The paper industry is challenging the assumption that digital marketing is more environmentally friendly than paper. Many assume that going digital is better for the environment, but this could be untrue.
We've all received statements from our banks, telecommunication and utilities companies with a simple message at the bottom urging us to "Go paperless, save trees", often accompanied by a picture of a winding river or a green tree.
Implicit in these requests is the assumption that going digital is better for the environment. But the paper industry disputes this. It is pushing companies to remove these claims, which it says are misleading consumers and aren't substantiated by adequate research.
Two Sides, a membership organization representing the paper and print industry, recently announced that it has convinced more than 20 major US companies to remove their "anti-paper" green claims when promoting e-billing as more environmentally friendly than paper.
The non-profit wasn't permitted to disclose the names of the companies due to privacy issues, but Phil Riebel, president at Two Side US, said the organisations were all Fortune 500 companies - banks, telcos and utilities.
"We're challenging the environmental claims around electronic versus paper, and our arguments are that many things are not considered, such as sustainable forestry practices or the fact that a lot of people print at home," Riebel said.
Two Sides and its members naturally have a vested interest in preserving the paper industry, but the organization's campaign does raise an important question: Is going paperless really better for the environment?
Paper or pixel?
Paper has gotten a bad rap in recent years. Detractors claim paper manufacturing leads to mass deforestation and contributes significantly to greenhouse gas emissions. While paper supply chains could certainly use an overhaul, some of the arguments against using paper are just plain wrong.
"What people often don't realize is that the paper-making process is sustainable, and claims to the contrary are misleading to the consumer," said Mark Pitts , executive director of printing-writing, at the American Forest And Paper Association (AFANDPA).
According to the organisation, more than 65% of paper in the US was recycled in 2012, making paper the nation's most recyclable commodity. Over the past century, forest coverage in the northern part of the country, from Minnesota to Maine, has actually increased by 28% according to the United States Department of Agriculture's Forest Service.
On the surface, digital media does appear more sustainable. Electronic products such as phones and laptops are used over an over again, making it a renewable resource of sorts. But manufacturing electronic products also leaves a carbon footprint, as well as the energy needed to power them. And a growing concern is the rapid growth of discarded electronics, especially in developing countries.
E-waste is on the rise, with a global increase of 40m tons per year, especially in third world countries like India and South Africa, according to a 2009 United Nations report.
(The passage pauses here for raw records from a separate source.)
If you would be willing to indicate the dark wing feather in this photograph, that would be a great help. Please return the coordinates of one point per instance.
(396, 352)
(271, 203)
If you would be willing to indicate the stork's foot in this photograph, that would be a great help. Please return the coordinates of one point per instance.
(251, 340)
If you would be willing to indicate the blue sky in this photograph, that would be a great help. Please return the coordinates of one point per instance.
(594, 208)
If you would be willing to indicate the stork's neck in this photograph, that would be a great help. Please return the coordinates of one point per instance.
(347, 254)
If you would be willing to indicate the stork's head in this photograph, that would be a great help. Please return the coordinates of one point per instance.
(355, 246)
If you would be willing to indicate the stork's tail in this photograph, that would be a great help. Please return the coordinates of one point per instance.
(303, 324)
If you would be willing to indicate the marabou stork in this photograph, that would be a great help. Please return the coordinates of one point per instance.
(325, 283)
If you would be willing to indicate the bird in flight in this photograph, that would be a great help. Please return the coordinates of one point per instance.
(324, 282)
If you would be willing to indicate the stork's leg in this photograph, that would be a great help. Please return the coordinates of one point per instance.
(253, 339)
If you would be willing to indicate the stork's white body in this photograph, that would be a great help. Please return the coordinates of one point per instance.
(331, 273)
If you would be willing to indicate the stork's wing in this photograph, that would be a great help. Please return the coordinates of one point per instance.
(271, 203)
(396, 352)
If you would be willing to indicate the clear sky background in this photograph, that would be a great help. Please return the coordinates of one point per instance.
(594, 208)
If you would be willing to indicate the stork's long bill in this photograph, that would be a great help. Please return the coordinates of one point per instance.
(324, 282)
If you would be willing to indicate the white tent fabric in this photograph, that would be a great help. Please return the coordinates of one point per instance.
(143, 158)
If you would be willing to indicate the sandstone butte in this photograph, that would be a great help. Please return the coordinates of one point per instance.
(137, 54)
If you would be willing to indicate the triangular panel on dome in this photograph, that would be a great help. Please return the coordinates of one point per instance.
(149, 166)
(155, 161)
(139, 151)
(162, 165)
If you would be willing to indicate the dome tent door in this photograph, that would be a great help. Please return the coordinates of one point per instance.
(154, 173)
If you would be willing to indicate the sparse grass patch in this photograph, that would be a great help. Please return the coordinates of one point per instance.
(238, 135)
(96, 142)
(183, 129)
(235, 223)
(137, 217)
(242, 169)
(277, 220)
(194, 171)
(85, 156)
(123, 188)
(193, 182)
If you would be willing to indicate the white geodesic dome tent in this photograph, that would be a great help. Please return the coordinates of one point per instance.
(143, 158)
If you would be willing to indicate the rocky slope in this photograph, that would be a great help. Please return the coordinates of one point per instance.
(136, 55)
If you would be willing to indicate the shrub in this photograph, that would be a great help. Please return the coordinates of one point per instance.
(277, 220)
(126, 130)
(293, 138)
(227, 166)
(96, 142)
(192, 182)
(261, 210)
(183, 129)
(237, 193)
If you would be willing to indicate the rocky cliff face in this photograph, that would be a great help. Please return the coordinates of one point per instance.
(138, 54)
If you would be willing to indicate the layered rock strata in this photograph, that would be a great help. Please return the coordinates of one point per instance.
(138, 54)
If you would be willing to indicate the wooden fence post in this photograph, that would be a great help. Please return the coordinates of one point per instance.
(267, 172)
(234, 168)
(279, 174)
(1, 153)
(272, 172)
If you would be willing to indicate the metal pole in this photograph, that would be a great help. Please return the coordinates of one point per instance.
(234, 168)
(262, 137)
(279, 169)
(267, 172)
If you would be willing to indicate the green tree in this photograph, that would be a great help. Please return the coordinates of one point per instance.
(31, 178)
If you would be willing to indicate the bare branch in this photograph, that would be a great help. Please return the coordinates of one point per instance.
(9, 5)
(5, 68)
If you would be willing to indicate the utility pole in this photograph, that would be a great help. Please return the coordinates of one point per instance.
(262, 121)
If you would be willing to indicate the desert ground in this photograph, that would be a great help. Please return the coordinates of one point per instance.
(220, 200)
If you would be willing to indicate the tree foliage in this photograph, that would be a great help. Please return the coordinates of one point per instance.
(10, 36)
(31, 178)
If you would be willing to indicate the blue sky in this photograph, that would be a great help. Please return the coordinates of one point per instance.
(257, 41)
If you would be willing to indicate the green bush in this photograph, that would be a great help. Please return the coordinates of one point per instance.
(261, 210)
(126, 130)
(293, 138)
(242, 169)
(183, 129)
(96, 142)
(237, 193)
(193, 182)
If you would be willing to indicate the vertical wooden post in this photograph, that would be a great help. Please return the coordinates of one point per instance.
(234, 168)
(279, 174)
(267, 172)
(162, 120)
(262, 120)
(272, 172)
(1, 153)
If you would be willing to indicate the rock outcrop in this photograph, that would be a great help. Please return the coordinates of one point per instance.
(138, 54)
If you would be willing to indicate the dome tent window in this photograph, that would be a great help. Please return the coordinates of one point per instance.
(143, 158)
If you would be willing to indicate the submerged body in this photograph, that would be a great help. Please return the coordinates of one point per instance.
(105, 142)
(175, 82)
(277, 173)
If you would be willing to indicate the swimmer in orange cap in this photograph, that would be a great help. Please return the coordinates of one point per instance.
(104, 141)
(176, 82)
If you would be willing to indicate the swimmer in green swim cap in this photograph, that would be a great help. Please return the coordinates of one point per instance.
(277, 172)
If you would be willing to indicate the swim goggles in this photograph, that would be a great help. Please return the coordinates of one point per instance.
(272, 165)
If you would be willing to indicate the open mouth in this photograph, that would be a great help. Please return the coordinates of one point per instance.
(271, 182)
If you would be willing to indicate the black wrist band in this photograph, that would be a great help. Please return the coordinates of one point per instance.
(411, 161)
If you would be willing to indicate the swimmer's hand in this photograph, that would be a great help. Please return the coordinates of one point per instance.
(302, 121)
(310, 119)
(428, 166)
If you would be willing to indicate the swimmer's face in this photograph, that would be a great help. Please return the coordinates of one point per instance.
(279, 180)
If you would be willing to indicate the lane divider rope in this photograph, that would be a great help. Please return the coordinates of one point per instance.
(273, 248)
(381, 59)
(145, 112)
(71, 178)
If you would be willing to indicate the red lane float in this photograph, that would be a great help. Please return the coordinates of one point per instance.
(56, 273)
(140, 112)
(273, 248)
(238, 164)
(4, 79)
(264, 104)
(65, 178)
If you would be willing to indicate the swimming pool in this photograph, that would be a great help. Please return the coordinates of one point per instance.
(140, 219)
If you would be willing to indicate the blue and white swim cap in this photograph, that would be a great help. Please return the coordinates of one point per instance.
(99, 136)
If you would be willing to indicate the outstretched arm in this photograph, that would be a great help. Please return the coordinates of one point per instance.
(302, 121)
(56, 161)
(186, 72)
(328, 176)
A lack of concrete information
For companies to assert that paperless is better for the environment, research is needed to back these claims, but there isn't much literature available comparing paper and e-media. One of the main reasons for this is that the two commodities are so different, and one has been around for far longer than the other.
As one of the oldest forms of communication, paper's life-cycle is easy to track, while e-media is young in relative terms. Companies must prove that they've looked at both and found electronics have a lower impact, Riebel said.
"We have to be careful when we pin one product against the other and say it's better. It's a tricky thing to do if you don't have all the data to back it up."
Paper comes in a variety of forms from many different manufacturers, so there will likely be a number of impacts, not just one that can be generally applied, said Arpad Horvath, a professor of engineering at the University of California-Berkeley.
More research is needed regarding the footprint of electronics, which means there is no "average environmental footprint" for e-media either, added Horvath, who, in 2004, published a study on the environmental impact of wireless technologies.
Saving the environment or saving money?
While the environmental benefits of going paperless may not be entirely clear just yet, it certainly carries cost savings for companies.
And it's the bottom line that really motivates companies, said Shamel Naguib, president at Paperless Productivity, which helps medium to large companies, including healthcare and banking institutions, reduce or eliminate their paper documents by going electronic.
"For 99.9% of projects, the green initiative has nothing to do with it," said Naguib. "It has everything to do with saving money."
Even when he started the company 11 years ago, companies' motives to go paperless were never about going green.
And now, "money is so tight with organizations and costs are such a critical part of the puzzle, I don't know of anyone who is investing money just to be green," he said.
Meantime, consumers seem to be on to companies' true motives. According to a Two Sides survey, eight of 10 people in the US said they were suspicious of a company's motives to push e-billing, believing financial considerations were the primary motivation for companies to push e-billing.
And customers still seem to prefer paper. According to a study released last year by technology consultancy Forrester Research Inc., more than half of customers were still opting for paper statements.
Until more research has been done on the life-cycle and environmental impact of electronics, pitting paper and e-media against each other is somewhat futile. It doesn't need to be an "either or" situation. There is a place for both paper and e-media.
"The ideal situation is that we use both electronic and print media in a way that meets our social and environmental and economic needs," Riebel said.